Biologische Therapien und Zieltherapien gehören zu den am besten geeigneten Methoden. Sie helfen nicht nur bei der Krebsbekämpfung, sondern schädigen auch die gesunden Organe kaum.

Normalerweise wird das Uterusadenokarzinom während einer Untersuchung von einem Gynäkologen diagnostiziert. Danach schickt er den Patienten zu einem Onkologen. Es ist unmöglich, den genauen Zeitpunkt der Behandlung anzugeben, da alle Organismen unterschiedlich sind. Der Erfolg wird stark von der Immunität der Frau beeinflusst.

Von großer Bedeutung ist, in welchem ​​Stadium der Krankheit sich der Patient befindet. Je früher ein Adenokarzinom diagnostiziert wird, desto wahrscheinlicher ist eine erfolgreiche Behandlung.

Eine Operation gilt als der effektivste Weg, um Krebs zu behandeln. Derzeit wird in den meisten Fällen eine Laparoskopie oder Endoskopie durchgeführt, um große Narben zu vermeiden.

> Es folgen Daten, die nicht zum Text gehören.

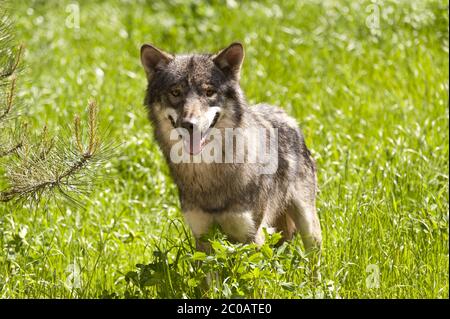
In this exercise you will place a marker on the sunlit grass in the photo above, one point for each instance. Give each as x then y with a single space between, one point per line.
373 104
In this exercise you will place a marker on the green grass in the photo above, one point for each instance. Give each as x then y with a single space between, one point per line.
373 105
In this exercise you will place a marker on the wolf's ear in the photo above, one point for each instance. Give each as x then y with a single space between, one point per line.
151 57
230 59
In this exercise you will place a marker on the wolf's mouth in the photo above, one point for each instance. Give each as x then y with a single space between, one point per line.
197 140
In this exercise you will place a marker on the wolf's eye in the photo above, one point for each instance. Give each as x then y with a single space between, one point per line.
210 92
175 92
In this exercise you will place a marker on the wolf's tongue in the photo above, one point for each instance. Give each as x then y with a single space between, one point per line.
194 145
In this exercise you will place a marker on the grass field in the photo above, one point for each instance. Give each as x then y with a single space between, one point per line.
370 95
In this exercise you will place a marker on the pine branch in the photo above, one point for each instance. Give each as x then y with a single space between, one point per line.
65 168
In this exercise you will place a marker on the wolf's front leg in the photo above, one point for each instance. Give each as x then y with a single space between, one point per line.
200 223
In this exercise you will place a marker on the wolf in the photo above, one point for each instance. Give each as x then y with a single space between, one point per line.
193 93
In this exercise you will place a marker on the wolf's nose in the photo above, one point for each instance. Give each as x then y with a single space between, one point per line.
188 125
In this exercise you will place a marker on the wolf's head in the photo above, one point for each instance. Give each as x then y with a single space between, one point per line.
195 92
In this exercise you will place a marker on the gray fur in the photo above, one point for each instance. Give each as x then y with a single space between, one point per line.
225 193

Nach der Operation werden Chemotherapie oder Strahlentherapie und Medikamente verschrieben. Zum Beispiel Cisplatin, Docetaxel, 5-Fluorouracil, Mitomycin. Manchmal verschreibt der Arzt eine Hormontherapie. Es kommt vor, dass Frauen sich zur Behandlung an Volksheilmittel wenden. Vor Beginn der Selbstbehandlung muss der Patient mit seinem Arzt die Machbarkeit besprechen.

Prävention

In diesem Stadium der wissenschaftlichen Entwicklung wurden die genauen Ursachen für das Uterusadenokarzinom nicht identifiziert. Zur Diagnose eines Adenokarzinoms der Gebärmutter ist eine gynäkologische Untersuchung und Diagnose erforderlich. Die Hauptprophylaxe gegen Krebs ist die ständige und regelmäßige ärztliche Untersuchung.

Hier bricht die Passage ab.